Eine Cannabis-Anbauvereinigung kann als Verein oder als Genossenschaft gegründet werden. Der Unterschied zwischen diesen beiden Rechtsformen liegt eher in der gesetzlichen Grundidee der jeweiligen Rechtsformen, die sich bei Anbauvereinigungen nur in der wirtschaftlichen Pflichtprüfung der Genossenschaft realisiert. Der Verein wird wohl die Rechtsform erster Wahl werden. Diese wird bei der Genossenschaft in einem regelmäßigen Prüfverfahren kontrolliert.

Die Vereinigung finanziert sich dabei aus den Abgaben der Mitglieder, die nach Abnahmemenge von Cannabis bzw. Vermehrungsmaterial gestaffelt sein können. Es gilt das Prinzip der Selbstkostendeckung, die Vereinigung darf also nicht gewinnorientiert tätig werden. 

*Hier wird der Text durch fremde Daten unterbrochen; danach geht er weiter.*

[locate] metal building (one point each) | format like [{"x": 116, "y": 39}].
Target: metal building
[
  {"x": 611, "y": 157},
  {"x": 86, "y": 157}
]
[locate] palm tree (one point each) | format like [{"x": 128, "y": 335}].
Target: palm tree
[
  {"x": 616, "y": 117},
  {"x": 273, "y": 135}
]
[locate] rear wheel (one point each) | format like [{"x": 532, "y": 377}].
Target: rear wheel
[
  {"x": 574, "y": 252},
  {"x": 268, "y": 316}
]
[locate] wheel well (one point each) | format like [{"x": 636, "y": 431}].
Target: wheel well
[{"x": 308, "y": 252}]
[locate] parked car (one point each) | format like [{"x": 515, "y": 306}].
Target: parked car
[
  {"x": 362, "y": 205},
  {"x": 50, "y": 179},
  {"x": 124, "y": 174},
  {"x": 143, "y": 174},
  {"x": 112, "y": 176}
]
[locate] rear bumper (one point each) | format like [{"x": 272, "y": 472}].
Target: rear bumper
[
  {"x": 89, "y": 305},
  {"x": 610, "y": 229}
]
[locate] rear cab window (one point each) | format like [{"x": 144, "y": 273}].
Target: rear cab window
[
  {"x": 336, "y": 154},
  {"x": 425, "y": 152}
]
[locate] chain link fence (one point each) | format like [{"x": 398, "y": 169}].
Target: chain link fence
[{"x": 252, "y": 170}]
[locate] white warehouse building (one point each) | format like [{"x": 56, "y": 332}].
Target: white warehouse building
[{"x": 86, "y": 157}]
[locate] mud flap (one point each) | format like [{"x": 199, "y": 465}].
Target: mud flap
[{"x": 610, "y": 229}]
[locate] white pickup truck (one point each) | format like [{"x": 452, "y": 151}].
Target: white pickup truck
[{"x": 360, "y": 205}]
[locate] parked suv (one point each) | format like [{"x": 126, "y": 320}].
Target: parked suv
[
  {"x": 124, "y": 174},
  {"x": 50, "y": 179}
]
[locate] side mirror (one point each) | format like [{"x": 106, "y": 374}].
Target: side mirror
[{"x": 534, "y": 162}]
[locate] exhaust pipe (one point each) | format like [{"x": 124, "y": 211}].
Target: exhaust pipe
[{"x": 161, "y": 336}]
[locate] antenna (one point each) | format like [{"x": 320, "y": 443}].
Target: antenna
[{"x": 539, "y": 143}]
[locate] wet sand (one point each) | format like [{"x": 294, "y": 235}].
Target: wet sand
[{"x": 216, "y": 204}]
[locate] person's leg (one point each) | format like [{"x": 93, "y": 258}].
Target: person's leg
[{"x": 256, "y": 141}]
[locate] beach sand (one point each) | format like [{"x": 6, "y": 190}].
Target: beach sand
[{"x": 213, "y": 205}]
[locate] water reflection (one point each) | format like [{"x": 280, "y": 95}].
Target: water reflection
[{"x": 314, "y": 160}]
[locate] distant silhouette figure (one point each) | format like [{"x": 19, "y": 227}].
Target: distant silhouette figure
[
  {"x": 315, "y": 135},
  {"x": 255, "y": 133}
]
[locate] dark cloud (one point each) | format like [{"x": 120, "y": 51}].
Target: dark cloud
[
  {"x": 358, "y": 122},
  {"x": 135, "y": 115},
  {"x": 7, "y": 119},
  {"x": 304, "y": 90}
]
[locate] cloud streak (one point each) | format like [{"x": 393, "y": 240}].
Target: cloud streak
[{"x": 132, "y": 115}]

Die Gründung einer Anbauvereinigung erfolgt wie jede andere Vereins- oder Genossenschaftsgründung. Ganz besonders wichtig ist dabei die Ausgestaltung der Satzung. Es gibt einige Formulierungen, die nicht in der Satzung enthalten sein sollten. Ein Unterschied bei der Gründung ist der Erlaubnisvorbehalt. Die Gründung der Anbauvereinigung muss von der Behörde genehmigt werden. 

Das neue Gesetz wurde vom Bundestag verabschiedet und wird im Bundesrat noch diskutiert. Der legale Anbau von Cannabis durch Anbauvereinigungen soll planmäßig am 1. Juli 2024 erlaubt werden.